La inquietud de Abd Allah, por clásica que sea, tiene pues otro sentido que la de Polibio o Agustín. La percepción del mundo vital mediterráneo a finales del siglo XI es diferente a la del pasado. Existe una escisión en el proceso histórico, que hoy solemos fijar hacia 1060, es decir, una treintena de años antes de las expediciones armadas que conocemos como Primera Cruzada y de la ocupación de Valencia por Rodrigo Díaz de Vivar (1096-1099).
Uno de los fracasos de la historiografía del siglo XX es no haber comprendido bien este fenómeno, ni la autonomía de la incorporación de nuevas civilizaciones en el mundo mediterráneo, como los normandos en Sicilia o los almorávides en España. La política de los papas inspirada en esos sucesos es, por su propia esencia, tributaria con ellos; y así la reforma gregoriana tejió un principio de distinción para momentos de cambios profundos.
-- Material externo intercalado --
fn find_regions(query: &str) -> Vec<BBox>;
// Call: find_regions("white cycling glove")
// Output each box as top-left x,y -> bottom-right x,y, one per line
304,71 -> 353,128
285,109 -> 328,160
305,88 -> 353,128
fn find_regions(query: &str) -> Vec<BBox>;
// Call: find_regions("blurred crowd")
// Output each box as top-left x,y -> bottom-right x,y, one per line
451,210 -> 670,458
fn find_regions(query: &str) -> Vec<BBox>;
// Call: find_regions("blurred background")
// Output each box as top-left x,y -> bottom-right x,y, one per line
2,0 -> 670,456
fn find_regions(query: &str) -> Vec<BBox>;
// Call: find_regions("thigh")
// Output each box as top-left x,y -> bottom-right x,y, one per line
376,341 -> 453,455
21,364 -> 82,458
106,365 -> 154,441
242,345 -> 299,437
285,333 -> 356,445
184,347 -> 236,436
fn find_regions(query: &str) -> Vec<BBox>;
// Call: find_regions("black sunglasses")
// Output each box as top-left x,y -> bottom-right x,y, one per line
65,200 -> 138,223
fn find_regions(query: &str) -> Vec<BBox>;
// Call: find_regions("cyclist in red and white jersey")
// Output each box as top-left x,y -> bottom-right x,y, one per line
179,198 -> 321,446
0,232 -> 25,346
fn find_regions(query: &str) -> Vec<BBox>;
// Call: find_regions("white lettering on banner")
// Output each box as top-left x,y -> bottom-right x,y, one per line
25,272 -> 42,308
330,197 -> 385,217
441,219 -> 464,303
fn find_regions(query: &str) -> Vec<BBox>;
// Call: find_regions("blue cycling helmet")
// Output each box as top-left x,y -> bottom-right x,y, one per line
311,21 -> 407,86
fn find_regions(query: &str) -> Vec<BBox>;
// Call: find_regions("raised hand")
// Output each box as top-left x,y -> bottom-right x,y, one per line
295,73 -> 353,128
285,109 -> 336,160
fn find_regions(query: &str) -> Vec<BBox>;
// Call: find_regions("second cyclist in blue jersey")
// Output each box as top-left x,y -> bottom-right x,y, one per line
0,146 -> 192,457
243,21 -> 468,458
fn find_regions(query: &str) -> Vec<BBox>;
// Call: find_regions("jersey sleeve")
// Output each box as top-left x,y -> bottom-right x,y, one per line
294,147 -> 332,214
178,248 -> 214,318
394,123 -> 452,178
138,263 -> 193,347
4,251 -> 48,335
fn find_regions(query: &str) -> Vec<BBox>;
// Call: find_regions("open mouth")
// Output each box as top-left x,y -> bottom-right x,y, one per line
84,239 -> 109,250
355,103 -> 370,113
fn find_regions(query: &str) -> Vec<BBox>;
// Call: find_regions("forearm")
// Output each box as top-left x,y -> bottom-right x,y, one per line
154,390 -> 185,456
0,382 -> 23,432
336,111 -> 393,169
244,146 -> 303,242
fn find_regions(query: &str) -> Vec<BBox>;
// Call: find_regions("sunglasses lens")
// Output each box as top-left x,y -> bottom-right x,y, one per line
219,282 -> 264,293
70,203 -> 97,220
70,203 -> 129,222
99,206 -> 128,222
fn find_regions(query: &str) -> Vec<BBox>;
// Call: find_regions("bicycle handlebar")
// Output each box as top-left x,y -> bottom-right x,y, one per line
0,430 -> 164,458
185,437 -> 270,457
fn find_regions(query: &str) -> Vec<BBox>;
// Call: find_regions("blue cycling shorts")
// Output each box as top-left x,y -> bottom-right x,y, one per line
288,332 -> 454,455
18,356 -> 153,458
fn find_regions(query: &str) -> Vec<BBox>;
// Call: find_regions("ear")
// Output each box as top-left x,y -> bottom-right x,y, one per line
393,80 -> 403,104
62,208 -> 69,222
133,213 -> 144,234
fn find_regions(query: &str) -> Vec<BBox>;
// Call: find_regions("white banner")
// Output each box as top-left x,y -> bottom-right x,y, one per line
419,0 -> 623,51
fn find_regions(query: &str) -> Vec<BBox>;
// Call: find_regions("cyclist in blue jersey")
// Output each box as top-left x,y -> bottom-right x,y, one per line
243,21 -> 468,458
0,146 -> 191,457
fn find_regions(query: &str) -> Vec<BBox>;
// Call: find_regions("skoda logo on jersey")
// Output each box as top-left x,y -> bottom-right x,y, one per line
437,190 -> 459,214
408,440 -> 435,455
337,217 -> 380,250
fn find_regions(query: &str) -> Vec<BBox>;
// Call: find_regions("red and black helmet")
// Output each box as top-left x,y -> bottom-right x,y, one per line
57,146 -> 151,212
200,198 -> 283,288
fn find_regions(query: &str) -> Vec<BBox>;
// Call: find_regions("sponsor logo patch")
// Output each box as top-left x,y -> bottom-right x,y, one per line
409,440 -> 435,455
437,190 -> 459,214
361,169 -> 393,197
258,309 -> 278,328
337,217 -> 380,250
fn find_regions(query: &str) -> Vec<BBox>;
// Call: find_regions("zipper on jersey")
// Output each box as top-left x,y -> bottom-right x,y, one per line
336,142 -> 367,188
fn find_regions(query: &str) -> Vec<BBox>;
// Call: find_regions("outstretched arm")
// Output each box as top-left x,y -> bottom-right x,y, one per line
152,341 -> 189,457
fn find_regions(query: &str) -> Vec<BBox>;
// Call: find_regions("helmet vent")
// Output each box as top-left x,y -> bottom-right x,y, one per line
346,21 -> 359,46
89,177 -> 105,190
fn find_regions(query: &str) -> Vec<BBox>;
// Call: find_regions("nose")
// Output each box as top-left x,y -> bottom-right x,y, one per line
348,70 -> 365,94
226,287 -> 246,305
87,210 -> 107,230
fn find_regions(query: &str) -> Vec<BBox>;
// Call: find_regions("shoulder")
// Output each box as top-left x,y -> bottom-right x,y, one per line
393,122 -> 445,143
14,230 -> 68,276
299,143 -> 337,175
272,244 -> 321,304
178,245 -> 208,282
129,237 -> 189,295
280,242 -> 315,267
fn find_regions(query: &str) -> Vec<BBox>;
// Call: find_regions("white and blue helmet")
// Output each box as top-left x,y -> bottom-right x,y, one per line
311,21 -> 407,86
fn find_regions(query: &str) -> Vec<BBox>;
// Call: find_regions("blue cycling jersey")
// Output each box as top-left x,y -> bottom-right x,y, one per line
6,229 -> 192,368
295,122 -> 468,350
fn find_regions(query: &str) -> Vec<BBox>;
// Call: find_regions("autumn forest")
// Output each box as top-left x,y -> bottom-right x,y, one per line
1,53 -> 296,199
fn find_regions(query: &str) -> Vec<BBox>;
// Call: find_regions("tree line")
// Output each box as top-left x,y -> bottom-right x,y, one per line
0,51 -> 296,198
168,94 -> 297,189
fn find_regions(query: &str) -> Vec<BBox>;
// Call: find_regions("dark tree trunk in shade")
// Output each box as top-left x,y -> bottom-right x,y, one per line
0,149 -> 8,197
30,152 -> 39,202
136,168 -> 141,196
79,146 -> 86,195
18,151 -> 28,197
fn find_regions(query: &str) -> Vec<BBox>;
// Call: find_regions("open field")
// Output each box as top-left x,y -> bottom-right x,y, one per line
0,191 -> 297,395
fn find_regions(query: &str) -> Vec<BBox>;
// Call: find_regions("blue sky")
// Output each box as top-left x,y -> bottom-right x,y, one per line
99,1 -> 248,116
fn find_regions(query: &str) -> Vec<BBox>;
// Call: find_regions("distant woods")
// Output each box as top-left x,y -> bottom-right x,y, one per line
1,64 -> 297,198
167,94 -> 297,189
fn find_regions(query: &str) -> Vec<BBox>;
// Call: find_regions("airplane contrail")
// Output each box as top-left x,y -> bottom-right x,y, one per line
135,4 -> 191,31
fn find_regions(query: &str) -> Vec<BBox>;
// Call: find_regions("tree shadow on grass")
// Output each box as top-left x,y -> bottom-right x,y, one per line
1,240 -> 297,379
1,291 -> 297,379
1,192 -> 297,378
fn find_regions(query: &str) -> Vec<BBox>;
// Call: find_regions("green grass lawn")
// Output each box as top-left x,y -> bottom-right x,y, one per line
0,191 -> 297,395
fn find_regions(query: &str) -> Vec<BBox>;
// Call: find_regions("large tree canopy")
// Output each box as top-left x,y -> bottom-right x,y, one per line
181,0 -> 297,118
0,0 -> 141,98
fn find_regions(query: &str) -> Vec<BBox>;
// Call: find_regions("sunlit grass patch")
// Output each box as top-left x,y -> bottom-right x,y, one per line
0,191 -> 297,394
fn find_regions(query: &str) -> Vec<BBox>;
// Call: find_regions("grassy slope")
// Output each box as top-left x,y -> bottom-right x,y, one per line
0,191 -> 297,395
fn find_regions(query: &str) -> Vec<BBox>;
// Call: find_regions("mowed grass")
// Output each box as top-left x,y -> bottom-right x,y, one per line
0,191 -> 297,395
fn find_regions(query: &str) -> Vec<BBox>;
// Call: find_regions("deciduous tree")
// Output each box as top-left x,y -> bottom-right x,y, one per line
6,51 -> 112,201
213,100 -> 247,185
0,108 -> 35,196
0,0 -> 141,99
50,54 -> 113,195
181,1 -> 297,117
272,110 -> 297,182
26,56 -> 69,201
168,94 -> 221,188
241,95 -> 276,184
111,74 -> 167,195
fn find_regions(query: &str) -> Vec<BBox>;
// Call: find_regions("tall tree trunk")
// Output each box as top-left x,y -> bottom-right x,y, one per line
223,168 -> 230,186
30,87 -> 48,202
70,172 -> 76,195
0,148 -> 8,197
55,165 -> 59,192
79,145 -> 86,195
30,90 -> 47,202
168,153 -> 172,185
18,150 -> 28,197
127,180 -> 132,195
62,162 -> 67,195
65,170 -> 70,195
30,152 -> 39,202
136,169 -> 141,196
En estos últimos tiempos se ha adquirido la costumbre de situar el origen del capitalismo en el mundo mediterráneo e incluso se ha llegado a censurar duramente el tópico que vincula este sistema económico con la ética calvinista y la cultura holandesa del siglo XVI. No seguiré ahora la polémica, baste indicar que, por lo que sabemos, el capitalismo alcanzó su clara definición a mediados del siglo XI, y eso fue el deus ex machina que dividió las comunidades mediterráneas entre sectores poco (o nada) proclives a esa forma económica y otras tendentes a aceptarlo como fundamento de su razón vital.
De todas las experiencias de esa época, la genovesa parece la más osada, la más épica en sus maneras y costumbres, como puso de manifiesto de forma precoz el cronista Caffaro (1099-1163). La convulsión provocada por este fenómeno motivó un cambio de conducta en las matrices culturales del pasado: el Mare Nostrum dejó paso al Mediterráneo, un mundo de horizontes abiertos, como gustaba decir Roberto Sabatino López. Conviene tenerlo en cuenta a la hora de reflexionar hoy en busca de una salida a los actuales enfrentamientos que, como la historia de aquel remoto paso nos dice, nunca conducen a nada bueno ni perdurable. El cambio auténtico es el diálogo y la concordia. Aprendamos a construirlo. Es el principal reto del nuevo milenio.